Stuff is the product of the Industrial Revolution and most of our stuff is now being manufactured in China.

Stuff begins as a hole in the earth - and then at its useless end - becomes an aggregation across another landscape.

Our stuff always has social, political, economical, infrastructural, and environmental implications along its’ sometimes, very long, lifespan.

Studio Format:

This studio asks students to select one of these disturbed and derelict environments of industrialization and its related stuff as both their working site and a location for a new kind of production. For our purposes in this studio, the term production will be interpreted in a very broad way – it could be anything from the production of materials, objects, food, spectacle or even the production of public space.

Design work will progress concurrently and parallel with research. Students will work in teams initially to research and present various new industries, modes of energy production, or infrastructural projects that are forward-looking and/or may not already exist.

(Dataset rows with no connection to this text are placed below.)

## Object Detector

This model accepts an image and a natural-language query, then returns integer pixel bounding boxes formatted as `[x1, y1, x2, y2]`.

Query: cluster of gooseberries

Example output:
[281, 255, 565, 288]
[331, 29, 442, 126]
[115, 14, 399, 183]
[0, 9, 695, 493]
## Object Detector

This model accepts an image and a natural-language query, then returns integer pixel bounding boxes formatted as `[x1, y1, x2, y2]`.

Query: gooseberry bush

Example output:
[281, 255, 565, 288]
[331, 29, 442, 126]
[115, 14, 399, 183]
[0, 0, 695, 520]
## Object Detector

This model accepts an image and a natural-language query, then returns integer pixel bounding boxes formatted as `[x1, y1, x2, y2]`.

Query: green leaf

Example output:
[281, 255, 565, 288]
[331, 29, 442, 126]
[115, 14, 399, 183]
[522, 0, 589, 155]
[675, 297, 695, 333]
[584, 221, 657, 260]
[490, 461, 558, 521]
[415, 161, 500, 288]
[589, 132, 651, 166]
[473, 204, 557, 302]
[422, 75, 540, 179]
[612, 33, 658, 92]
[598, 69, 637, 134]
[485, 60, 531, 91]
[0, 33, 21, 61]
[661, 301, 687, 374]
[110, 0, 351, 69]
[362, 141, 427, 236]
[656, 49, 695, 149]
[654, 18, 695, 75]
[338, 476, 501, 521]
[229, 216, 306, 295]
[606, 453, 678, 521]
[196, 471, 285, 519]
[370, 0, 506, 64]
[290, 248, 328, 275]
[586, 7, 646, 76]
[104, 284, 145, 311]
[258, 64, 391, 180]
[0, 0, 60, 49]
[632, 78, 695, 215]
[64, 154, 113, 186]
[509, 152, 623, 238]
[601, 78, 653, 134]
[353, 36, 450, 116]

Students will speculate on potential programs and design strategies that might tolerate or even benefit from these disturbed and derelict environments.

Could these programs and strategies within our sites act as catalysts to add value within their local and global context?

Studio Travel:

Hong Kong, China:
Southeast New Territories (SENT) Landfill
Shek'0 Quarry

Shenzhen, China:
Steven Holl’s Vanke Center
Da Fen Painting Village
OMA Stock Exchange

Dongguan City, China: Redland Precast Concrete
Garment Factory Town

Guangzhou, China: Guangzhou Markets
Zaha Hadid Opera House

Site Selections:

Shek O Quarry – Cape D’Agular Peninsula, Hong Kong

Shek O Quarry started operations in 1965 and now covers an area of 45 hectares on the south cost of Hong Kong Island. The quarry, together with Anderson Rd. Quarry and Lam Tei Quarry are the only three quarries still operating in Hong Kong. The estimated total amount of excavated rock derived from the quarry is 23 million tonnes. The quarry supplied about 1.3 million tonnes of rock products to the local construction industry in 2006. The Government has slated Shek O as one of the three existing quarries to be rehabilitated for public use.

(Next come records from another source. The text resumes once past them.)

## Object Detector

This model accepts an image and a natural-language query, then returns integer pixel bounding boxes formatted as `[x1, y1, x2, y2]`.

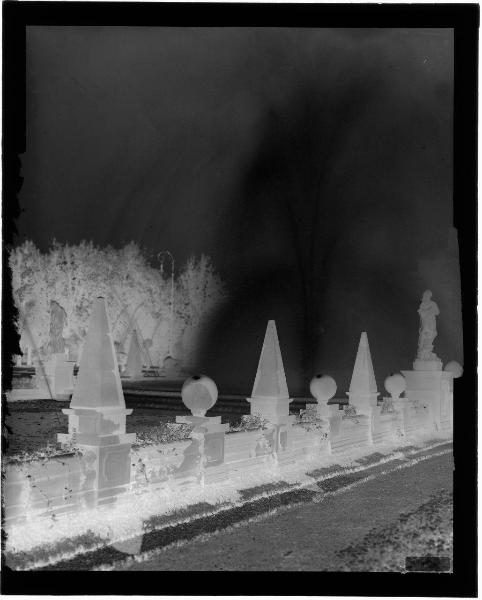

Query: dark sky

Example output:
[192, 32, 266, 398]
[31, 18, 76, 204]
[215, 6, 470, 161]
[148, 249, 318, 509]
[18, 27, 462, 395]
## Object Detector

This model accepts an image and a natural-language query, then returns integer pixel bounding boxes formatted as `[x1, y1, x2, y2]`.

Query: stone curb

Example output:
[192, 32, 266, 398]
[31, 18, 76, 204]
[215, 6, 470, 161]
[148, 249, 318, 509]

Packard Automobile Plant – Detroit, Michigan

Designed by Albert Kahn in 1903 was considered the most modern automobile manufacturing facility in the world with the first use of reinforced concrete for industrial construction in Detroit. The 3.5 million sqft. plant covers 35 acres. It is now the largest abandoned industrial facility in the United States.

Plastic Trash Vortex - 135*:155*W to 35*:42*N, Pacific

The site is a gyre of marine litter in the central North Pacific Ocean that is estimated to range in size from an area of the state of Texas to one larger than the continental United States; however, the exact size is unknown. The Patch is characterized by exceptionally high concentrations of pelagic plastics, chemical sludge, and other debris that have been trapped by the currents of the North Pacific Gyre. Since plastics break down to ever smaller polymers, concentrations of submerged particles are not visible from space, nor do they appear as a continuous debris field. Instead, the patch is defined as an area in which the mass of plastic debris in the upper water column is significantly higher than average.